Я дрянью глупые надежды разбавляю и где-то странствую в беспамятном плену.
Зачем-то мыслями причины истязаю и после выводы ненужные кляну.
Я как-то чувствую, что что-то понимаю! Я что-то знаю, но не всё осознаю.
Открыто радуюсь, когда в себя ныряю и как-то честно многоточия… люблю.
(И. Кривчиков)

Тору ничего не оставалось, как ответить своим стихом:

Я знаю то, что ничего не знаю,
И понимаю то, что не постичь.
Я собственных надежд не разделяю,
Иду лишь на небес беззвучный клич.
Кто любит истину, тот исказит её же,
Кто верит в женщину — любви не сохранит.
Кто победил — теряет, что дороже,
Кто милосерд — тот кровью весь облит.
Мудрец ребёнку уступает в споре,
Военачальник мужиком убит,
Крепчайший дуб нуждается в опоре,
И от ударов не спасает щит.
На том стою, и не могу иначе,
И глас народа ничего не значит.

— В этом-то мы с тобой и с Клингором сходимся, — рассмеялся Атар. — Мы действуем по внутреннему убеждению, невзирая на то, идём ли мы в ногу со всеми или в одиночку против всех.

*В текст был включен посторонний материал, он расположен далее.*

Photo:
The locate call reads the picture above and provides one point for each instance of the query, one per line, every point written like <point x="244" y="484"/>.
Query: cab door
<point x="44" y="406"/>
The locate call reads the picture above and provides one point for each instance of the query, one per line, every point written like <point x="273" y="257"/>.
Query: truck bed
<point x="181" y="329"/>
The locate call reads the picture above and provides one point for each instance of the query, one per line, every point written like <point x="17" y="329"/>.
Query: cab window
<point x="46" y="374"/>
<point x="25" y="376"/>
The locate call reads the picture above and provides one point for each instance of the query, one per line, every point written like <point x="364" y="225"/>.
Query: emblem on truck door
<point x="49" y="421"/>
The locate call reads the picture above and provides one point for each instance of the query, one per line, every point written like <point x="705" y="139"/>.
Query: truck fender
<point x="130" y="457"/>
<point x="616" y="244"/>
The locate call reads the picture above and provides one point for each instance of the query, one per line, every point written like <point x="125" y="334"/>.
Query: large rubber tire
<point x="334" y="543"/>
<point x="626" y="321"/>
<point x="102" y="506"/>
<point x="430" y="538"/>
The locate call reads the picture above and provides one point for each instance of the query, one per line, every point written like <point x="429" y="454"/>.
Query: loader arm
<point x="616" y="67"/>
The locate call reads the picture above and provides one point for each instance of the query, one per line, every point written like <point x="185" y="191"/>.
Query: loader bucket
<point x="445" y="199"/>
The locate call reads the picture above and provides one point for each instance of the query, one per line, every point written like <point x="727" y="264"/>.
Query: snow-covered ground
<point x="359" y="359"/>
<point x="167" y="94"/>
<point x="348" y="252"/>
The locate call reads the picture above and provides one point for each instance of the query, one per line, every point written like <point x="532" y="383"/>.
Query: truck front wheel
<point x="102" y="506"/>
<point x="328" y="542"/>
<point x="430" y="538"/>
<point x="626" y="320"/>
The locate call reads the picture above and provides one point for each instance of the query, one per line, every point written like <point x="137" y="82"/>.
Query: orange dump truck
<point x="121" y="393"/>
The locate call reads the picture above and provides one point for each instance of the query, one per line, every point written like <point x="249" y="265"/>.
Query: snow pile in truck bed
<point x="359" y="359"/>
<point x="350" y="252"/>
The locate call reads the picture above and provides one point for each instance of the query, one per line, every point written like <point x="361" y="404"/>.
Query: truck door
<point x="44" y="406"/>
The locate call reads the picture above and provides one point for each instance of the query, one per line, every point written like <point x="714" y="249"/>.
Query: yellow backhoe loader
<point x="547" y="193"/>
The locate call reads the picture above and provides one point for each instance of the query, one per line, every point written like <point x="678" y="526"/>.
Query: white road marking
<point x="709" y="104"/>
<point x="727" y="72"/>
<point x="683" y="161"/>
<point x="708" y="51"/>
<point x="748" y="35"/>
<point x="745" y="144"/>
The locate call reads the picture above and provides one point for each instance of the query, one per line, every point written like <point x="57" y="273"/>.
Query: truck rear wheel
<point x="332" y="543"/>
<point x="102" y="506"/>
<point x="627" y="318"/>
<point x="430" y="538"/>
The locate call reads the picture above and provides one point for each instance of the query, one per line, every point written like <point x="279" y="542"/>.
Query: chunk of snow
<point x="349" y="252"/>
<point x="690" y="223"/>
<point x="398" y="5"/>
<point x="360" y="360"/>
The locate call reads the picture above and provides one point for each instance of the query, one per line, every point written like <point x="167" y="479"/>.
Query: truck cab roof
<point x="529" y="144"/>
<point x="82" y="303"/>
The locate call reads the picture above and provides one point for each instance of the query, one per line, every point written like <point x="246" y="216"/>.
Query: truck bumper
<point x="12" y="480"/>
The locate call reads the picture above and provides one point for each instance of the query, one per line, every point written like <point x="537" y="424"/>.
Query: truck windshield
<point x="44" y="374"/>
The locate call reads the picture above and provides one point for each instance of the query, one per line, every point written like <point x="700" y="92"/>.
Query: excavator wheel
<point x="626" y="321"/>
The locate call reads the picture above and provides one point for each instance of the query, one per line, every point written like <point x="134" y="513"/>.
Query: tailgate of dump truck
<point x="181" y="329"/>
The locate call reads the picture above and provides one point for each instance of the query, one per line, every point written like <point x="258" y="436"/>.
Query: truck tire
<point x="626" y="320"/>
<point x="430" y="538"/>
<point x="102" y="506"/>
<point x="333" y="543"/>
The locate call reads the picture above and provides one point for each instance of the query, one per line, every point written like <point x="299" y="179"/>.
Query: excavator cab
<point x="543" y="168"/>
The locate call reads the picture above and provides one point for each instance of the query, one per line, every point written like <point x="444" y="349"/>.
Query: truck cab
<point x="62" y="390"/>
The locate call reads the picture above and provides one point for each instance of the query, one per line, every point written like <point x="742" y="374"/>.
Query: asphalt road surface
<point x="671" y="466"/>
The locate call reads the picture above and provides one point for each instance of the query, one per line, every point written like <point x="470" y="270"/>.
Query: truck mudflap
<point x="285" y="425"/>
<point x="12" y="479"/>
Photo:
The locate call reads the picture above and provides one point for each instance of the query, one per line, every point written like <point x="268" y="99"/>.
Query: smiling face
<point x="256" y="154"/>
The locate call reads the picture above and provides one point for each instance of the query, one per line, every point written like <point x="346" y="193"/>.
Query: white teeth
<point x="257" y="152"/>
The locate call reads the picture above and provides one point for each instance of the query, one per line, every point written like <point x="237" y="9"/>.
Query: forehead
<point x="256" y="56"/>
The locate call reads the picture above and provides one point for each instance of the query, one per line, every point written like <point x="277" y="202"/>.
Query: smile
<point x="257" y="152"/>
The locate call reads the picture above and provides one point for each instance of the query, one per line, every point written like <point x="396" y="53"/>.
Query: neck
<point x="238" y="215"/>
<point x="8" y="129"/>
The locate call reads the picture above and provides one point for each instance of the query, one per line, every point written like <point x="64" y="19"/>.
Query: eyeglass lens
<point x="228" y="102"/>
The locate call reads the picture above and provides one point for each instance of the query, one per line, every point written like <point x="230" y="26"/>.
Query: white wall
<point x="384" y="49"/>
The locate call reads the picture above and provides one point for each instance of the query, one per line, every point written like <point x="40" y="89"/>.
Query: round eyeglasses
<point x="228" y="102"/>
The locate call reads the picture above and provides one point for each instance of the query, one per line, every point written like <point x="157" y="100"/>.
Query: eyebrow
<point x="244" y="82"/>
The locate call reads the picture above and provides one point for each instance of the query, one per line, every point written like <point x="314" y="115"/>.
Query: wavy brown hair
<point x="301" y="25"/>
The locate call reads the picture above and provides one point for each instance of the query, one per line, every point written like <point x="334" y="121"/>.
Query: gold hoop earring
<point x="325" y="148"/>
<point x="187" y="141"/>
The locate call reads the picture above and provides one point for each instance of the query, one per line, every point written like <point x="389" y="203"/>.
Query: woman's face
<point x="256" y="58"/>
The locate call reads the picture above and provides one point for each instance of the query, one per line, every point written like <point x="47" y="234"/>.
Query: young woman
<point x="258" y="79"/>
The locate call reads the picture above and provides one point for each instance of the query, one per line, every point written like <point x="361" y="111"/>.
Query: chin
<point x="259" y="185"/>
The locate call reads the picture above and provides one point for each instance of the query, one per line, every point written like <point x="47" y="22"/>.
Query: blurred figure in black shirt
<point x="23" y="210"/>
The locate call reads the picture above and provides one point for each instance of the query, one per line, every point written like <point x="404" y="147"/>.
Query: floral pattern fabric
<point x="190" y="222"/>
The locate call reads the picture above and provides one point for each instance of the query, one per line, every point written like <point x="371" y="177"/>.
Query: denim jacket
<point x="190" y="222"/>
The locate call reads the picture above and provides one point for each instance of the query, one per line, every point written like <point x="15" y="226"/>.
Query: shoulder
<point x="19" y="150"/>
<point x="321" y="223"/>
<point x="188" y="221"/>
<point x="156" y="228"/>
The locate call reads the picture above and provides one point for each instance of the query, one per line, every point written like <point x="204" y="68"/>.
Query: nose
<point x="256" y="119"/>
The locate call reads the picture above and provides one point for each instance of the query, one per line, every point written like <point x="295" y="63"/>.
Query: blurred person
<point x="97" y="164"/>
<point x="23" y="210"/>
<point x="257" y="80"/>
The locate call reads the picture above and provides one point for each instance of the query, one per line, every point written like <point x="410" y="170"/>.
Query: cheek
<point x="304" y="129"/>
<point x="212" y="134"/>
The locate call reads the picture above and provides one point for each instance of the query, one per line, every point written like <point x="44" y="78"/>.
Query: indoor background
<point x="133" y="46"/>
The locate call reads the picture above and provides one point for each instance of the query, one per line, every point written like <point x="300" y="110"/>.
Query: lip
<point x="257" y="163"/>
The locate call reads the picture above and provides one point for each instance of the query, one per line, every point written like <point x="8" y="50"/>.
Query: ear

— Если ты случайно идёшь в ногу со всеми, это ещё не повод менять ногу, — улыбнулся Тор.

— Здесь прекрасный вид. Такому человеку, как ты или я, необходимо вырываться из суеты городов. Я мечтаю: когда немного обустрою свою колонию, тоже построю башню на берегу моря и буду в ней наслаждаться тишиной и прекрасными видами за чашею вина в обществе либо моей милой супруги, либо близких друзей.

— Для этого не нужно было уезжать в колонию. В Сахирре прекрасные места на побережье есть, как я видел на гравюрах.